Several studies have indicated an association between CAD and CHC, as described above, and the clear elevation of several circulating endothelial biomarkers in the present study suggests that this could be on the basis of an increased systemic inflammation due to chronic infection. However, it also seems likely that lifestyle and socioeconomic issues play an important role. This association is not well understood, and it is unclear whether the infection is causally linked to CAD or whether the association is driven by socioeconomic and lifestyle factors.
In conclusion, although our findings were conflicting, they indicate that CHC virus infection may be associated with increased prevalence of CAD risk factors compared with non-HCV-infected individuals. It is therefore of importance that clinicians caring for patients with CHC are aware of those risk factors that are potentially modifiable. This is relevant whether the association is causally linked to the infection or not. It is particularly important in regard to MS, since it may affect CHC treatment response and the clinical course of the infection. Further research needs to be done, both to examine the magnitude of the risk of manifest CAD in patients with CHC, but also to clarify the question of how, and when, to evaluate and treat CAD risk factors in patients with CHC.
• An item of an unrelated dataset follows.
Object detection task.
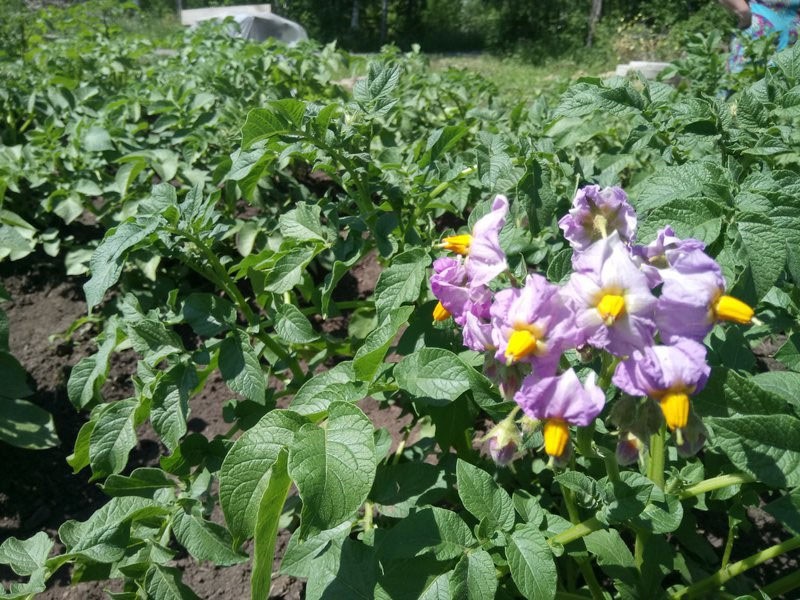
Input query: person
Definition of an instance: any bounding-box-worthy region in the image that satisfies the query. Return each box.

The authors would like to thank all persons involved, including patients and persons in the comparison group, doctors, nurses, and laboratory personnel from Copenhagen University Hospital, Hvidovre.
This work was supported by the Lundbeck Foundation (Copenhagen, Denmark) and the AP Møller Foundation for the Advancement of Medical Science (grant support to Nina Weis, Copenhagen, Denmark).
The authors report no conflicts of interest in this work.